NEW YORK (TheStreet) -- The major equity averages will begin 2015 with upside potential of 9.5% to 10% for the Dow Jones Industrial Average, S&P 500 and Nasdaq 100.
If this upside doesn't occur in the first quarter, the odds of having a positive year for U.S. stocks are a flip of the coin.
The backdrop for this vision in today's crystal ball is just how patient the Federal Reserve will be in beginning a normalization of monetary policy.
The consensus is that its Federal Open Market Committee will begin with its April 28-29 meeting or its June 16-17 meeting. The latter is followed by a press conference by Fed Chief Janet Yellen.
At some point, continuing to wait for normalization for a "considerable time" will mean that more companies are having difficulty in keeping their earnings momentum intact. This sets up the downside risk for the major equity averages.
Assuming that 2014 closes are little changed from Monday's closes, the major averages will see downside between 18% and 25% at some point next year.

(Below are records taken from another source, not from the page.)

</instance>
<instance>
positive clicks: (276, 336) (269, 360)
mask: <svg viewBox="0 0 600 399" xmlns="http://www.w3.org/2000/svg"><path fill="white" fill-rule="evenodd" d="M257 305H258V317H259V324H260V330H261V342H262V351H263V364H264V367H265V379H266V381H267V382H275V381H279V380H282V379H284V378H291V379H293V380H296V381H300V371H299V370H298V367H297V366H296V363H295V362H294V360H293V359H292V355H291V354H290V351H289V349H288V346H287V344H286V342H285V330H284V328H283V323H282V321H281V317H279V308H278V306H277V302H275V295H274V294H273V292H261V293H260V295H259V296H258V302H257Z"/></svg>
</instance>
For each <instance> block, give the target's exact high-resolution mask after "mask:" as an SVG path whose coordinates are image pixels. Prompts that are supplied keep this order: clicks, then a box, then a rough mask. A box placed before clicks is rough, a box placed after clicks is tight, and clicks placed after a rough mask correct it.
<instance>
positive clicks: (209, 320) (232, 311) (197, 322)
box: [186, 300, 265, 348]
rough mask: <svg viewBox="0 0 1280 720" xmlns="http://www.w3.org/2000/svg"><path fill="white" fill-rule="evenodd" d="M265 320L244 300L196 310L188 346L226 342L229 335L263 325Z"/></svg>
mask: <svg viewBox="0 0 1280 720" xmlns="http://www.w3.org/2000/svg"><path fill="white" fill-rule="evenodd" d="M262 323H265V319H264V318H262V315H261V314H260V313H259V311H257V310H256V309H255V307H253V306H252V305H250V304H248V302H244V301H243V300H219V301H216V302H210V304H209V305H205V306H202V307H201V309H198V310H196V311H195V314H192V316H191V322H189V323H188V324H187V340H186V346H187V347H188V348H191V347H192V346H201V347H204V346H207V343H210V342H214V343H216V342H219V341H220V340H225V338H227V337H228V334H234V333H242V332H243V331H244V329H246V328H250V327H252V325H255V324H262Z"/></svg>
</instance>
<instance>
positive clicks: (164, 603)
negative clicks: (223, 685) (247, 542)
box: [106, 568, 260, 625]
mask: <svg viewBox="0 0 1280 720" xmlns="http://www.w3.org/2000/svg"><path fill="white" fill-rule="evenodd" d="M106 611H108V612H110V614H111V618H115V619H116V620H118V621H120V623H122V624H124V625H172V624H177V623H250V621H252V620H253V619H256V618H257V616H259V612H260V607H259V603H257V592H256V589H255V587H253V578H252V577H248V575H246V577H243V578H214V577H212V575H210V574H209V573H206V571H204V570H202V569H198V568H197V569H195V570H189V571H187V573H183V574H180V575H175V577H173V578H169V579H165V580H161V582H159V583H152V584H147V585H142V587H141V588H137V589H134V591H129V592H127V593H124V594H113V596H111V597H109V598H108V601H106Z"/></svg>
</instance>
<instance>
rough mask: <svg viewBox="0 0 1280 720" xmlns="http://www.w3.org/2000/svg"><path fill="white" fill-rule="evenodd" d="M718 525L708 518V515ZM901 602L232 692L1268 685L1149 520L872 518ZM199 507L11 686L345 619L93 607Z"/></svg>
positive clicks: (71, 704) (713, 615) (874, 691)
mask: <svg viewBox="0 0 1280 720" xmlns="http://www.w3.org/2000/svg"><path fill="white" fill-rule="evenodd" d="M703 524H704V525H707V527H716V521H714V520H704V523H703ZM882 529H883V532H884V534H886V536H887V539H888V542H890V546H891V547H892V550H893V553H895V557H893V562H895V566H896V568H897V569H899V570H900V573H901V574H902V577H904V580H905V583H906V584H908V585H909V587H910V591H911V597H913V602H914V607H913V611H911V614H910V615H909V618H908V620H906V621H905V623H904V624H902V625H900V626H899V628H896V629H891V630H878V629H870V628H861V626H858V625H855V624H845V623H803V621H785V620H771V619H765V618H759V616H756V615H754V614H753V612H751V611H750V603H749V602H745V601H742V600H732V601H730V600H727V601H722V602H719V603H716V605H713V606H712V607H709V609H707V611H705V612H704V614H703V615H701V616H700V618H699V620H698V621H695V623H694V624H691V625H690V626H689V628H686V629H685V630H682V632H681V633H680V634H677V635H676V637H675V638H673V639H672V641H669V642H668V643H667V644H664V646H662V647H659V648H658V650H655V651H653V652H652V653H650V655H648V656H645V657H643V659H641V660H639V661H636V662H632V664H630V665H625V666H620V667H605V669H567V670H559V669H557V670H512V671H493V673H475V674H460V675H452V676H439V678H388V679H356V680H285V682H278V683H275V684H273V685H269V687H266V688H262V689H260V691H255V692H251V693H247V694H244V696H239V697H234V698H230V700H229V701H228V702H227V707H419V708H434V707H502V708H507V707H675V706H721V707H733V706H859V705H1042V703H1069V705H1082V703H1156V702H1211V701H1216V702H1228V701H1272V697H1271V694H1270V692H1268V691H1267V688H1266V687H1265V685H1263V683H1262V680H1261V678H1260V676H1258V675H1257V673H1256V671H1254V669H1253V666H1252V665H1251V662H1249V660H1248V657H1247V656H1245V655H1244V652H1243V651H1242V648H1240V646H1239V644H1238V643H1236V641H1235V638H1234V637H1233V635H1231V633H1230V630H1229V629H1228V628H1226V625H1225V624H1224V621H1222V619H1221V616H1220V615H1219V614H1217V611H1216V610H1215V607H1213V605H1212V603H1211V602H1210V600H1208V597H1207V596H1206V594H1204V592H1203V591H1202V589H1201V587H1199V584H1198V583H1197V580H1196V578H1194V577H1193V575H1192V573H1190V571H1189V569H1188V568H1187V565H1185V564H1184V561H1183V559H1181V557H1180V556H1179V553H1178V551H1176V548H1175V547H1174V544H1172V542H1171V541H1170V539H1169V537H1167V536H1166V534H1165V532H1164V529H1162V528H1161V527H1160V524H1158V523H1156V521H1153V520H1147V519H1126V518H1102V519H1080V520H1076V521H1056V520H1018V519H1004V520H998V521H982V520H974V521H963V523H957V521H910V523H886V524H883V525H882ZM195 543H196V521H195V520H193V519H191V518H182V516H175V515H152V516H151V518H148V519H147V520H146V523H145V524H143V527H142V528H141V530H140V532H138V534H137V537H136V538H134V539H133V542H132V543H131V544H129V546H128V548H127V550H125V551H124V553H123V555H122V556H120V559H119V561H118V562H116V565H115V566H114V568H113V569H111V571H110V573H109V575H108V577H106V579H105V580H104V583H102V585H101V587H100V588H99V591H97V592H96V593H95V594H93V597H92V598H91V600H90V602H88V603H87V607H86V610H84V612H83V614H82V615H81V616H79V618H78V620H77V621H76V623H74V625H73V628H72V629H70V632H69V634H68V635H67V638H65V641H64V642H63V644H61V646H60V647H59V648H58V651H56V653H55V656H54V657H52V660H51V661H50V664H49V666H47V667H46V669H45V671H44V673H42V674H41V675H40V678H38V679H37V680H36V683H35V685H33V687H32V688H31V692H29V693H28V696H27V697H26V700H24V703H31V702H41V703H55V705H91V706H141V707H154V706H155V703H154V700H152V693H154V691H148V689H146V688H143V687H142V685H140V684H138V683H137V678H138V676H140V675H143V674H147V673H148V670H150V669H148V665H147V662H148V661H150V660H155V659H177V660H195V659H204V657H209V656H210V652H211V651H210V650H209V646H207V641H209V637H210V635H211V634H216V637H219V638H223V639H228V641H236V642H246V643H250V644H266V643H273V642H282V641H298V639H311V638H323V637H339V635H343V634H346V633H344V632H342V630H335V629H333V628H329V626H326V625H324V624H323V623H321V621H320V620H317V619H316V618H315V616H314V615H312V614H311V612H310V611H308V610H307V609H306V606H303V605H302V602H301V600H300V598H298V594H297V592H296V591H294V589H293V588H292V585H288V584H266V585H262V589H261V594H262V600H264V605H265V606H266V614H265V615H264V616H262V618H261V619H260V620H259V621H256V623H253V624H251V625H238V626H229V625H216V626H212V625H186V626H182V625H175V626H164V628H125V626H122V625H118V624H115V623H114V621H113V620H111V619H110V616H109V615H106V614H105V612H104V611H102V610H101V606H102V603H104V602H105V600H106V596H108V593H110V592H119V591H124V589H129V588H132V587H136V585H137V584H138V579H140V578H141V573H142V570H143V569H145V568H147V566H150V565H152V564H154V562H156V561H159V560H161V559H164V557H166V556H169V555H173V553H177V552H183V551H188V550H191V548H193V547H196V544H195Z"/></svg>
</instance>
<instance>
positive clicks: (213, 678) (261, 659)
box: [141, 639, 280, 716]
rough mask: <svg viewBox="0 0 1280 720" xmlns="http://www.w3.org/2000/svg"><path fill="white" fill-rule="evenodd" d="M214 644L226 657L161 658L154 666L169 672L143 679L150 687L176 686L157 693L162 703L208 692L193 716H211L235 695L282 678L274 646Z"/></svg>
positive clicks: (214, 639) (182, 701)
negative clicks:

U.S. Treasury yields will remain stubbornly low as the coupon curve continues to flatten.
The yield on the two-year will rise in anticipation of eventually normalization of Fed policy and as longer-term yields stay low.
The yield on the U.S. 10-year could trade as low as 1.75%, given that the German 10-year is at 0.60% and the Japanese 10-year is at 0.35%.
The U.S. 30-year bond yield should be range-bound between 3.25% and 2.50%.